Ersoy Bey gözlerini kocaman açtı, bakışlarını Eren'e dikti.
-Önümdeki engelleri bir bir yok edeceğim!!
Göz açıp kapayıncaya kadar Eren ve Ersoy Bey çölde dışardalardı. Binadan en az bir kilometre uzakta olmalıydılar. Akşam olmuştu. Hava kararmıştı ve git gide daha çok kararmaya devam ediyordu. Bunun olmasını sağlayan Eren'di. Eren mavi taisinin özelliğinin zorlayarak bunu yapabilmişti. Eren'in mavi taisinin özelliği "Yönlendirme ve Taşıma" olarak adlandırılıyordu. Bunu şimşek hızında yapınca böyle mesafeleri çok kısa sürede kat edebiliyordu. Aynı zamanda hiç ivmelenmeden hareket edebilmesini sağlayan bir büyü kullanıyordu. Tai fizik kuralları çerçevesinde çalışan bir güç olsa da büyüler için bu geçerli değildi. Büyüyü kullanmasa saniyenin onda birinde iki kilometre gitmesi için çok yüksek bir ivmeye iki kere maruz kalması gerekirdi. Biri hızlanmak biri durmak için. Buna bedeninin dayanabilmesi için onu çok fazla taiyle koruması gerekirdi. Bu da onun enerjisini büyük ölçüde tüketirdi. Fakat büyü ivme olarak adlandırılan bu doğa kanununu hiçe saydığı için bunlara gerek kalmamıştı.Bu sırada Selene ve diğerleri olaylar hakkında konuşuyorlardı. Shisha heyecanını bastırmaya çalışarak sordu.
-Ee, n-n'oldu şimdi?
Sonata bir sandalyeye oturmuştu. Yavaşça bakışlarını tavana çevirdi.

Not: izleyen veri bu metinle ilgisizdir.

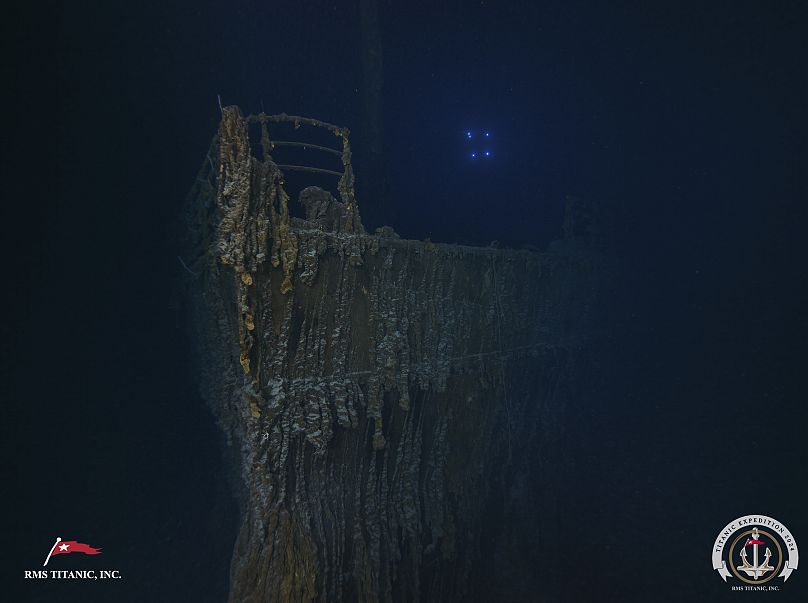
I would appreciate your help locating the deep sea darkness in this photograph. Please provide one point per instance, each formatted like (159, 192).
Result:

-Dayanamadı. Kurtarılmayı istemiyordu. Kurtarılmak istemeyeni zorla kurtarmak ona zulmetmektir. Bizim haddimize değilmiş.
Vincent durumu kısaca özetlemeye çalıştı.
-Şimdi Eren'e karşı geliyor. Eren de binaya zarar gelmesin diye onu uzaklara götürmüş olmalı. Fakat fazla uzakta olamaz. Selene, ona yardıma git. O adam Eren için bile çok tehlikeli.
Selene düşündü. Plansız ortaya dalmak istemiyordu. Bir koltuğa oturdu.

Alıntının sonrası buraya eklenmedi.